Approach and results: Tumors use a molecule named glutathione to inactivate many types of chemotherapy. They also use a molecule named xCT, which is present on tumor cells such as TNBC, to produce glutathione by importing cystine from the environment. We tested whether chemotherapeutics commonly used to treat TNBC were made more potent by co-treating cells with chemical inhibitors of xCT. In ongoing cell culture studies we find that in fact that chemotherapy such as doxorubicin is made more potent by combination treatment with an xCT inhibitor. We are now working to understand the molecular underpinnings of the drug synergy we find and are testing these results using tumors grafted into animals, to determine whether this is as promising as our cell culture studies suggest. While our work is particularly relevant to triple negative breast cancer, it also illustrates how important a clinically approved xCT inhibitor could be for the treatment of many types of cancer, since xCT is active on many types of solid tumors.

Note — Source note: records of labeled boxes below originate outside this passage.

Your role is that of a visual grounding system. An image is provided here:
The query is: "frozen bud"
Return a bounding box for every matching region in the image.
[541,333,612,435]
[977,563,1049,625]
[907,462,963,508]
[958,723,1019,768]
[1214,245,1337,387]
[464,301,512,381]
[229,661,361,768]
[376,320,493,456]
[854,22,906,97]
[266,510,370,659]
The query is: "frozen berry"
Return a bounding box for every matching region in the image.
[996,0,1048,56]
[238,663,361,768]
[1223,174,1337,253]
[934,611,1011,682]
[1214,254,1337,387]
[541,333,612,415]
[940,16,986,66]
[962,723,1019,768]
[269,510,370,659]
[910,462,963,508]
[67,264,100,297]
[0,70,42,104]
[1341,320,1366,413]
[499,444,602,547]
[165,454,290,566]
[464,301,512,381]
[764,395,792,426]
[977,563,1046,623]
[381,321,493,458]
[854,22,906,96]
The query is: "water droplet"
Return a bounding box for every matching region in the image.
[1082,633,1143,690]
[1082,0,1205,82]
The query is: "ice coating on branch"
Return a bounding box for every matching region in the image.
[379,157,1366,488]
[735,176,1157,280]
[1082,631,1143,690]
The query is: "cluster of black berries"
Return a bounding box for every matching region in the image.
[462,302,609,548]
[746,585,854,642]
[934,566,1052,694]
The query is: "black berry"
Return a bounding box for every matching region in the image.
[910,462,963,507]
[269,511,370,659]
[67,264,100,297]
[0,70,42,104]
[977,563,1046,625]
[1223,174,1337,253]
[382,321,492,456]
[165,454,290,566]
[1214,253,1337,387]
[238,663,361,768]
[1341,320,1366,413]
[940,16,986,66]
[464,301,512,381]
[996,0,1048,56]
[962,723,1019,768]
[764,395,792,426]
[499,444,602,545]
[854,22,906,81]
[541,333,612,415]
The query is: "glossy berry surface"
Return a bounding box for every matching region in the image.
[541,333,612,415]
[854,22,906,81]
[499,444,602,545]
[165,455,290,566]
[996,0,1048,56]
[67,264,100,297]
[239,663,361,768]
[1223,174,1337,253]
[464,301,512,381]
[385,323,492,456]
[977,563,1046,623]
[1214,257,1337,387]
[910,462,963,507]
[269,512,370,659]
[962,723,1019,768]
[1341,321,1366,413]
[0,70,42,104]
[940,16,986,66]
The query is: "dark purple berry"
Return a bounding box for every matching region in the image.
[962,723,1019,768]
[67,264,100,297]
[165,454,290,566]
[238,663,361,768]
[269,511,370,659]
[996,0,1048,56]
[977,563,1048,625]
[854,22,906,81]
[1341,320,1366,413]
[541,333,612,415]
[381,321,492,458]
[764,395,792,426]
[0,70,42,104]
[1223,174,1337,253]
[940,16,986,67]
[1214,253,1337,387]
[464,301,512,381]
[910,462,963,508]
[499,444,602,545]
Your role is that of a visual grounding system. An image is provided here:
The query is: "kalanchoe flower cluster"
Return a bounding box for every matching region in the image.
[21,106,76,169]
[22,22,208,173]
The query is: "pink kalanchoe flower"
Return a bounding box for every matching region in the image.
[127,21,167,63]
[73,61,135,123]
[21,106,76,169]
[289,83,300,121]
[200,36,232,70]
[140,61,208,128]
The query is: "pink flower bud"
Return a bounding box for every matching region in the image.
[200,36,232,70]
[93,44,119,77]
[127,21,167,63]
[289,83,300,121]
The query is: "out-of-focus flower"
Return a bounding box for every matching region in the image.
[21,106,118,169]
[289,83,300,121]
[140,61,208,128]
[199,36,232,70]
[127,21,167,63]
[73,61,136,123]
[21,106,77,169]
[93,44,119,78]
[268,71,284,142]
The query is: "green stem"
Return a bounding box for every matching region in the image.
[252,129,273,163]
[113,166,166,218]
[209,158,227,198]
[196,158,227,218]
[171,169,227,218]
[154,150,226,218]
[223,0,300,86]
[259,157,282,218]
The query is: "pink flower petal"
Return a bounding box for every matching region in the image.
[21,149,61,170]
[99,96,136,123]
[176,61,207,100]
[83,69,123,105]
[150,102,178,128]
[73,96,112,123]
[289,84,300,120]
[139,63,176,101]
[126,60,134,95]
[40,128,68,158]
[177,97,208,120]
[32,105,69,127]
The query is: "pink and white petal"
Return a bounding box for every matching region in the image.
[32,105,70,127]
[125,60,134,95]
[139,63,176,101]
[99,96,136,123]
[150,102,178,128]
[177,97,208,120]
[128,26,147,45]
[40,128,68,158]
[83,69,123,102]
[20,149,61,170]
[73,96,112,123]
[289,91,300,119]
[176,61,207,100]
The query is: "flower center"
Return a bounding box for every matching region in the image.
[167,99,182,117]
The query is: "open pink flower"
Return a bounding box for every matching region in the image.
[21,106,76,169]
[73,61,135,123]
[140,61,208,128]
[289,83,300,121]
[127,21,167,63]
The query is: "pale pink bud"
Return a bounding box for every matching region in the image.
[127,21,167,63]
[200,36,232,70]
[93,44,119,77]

Due to the translational potential of this novel therapeutic opportunity, we engaged early with the advocacy community. We focused on three major imperatives for our advocate: collaboration, the acquisition of scientific competence, and the representation of program priorities. The research advocate meets regularly with study investigators, reviews research activities, and raises broad policy issues and TNBC challenges, including disparities issues. Forging credibility in reframing what is at stake on biomedical matters, the advocate attempts to spark innovation, democratize science, and support smarter interventions that expedite the incredible potential of future investments in bioscience.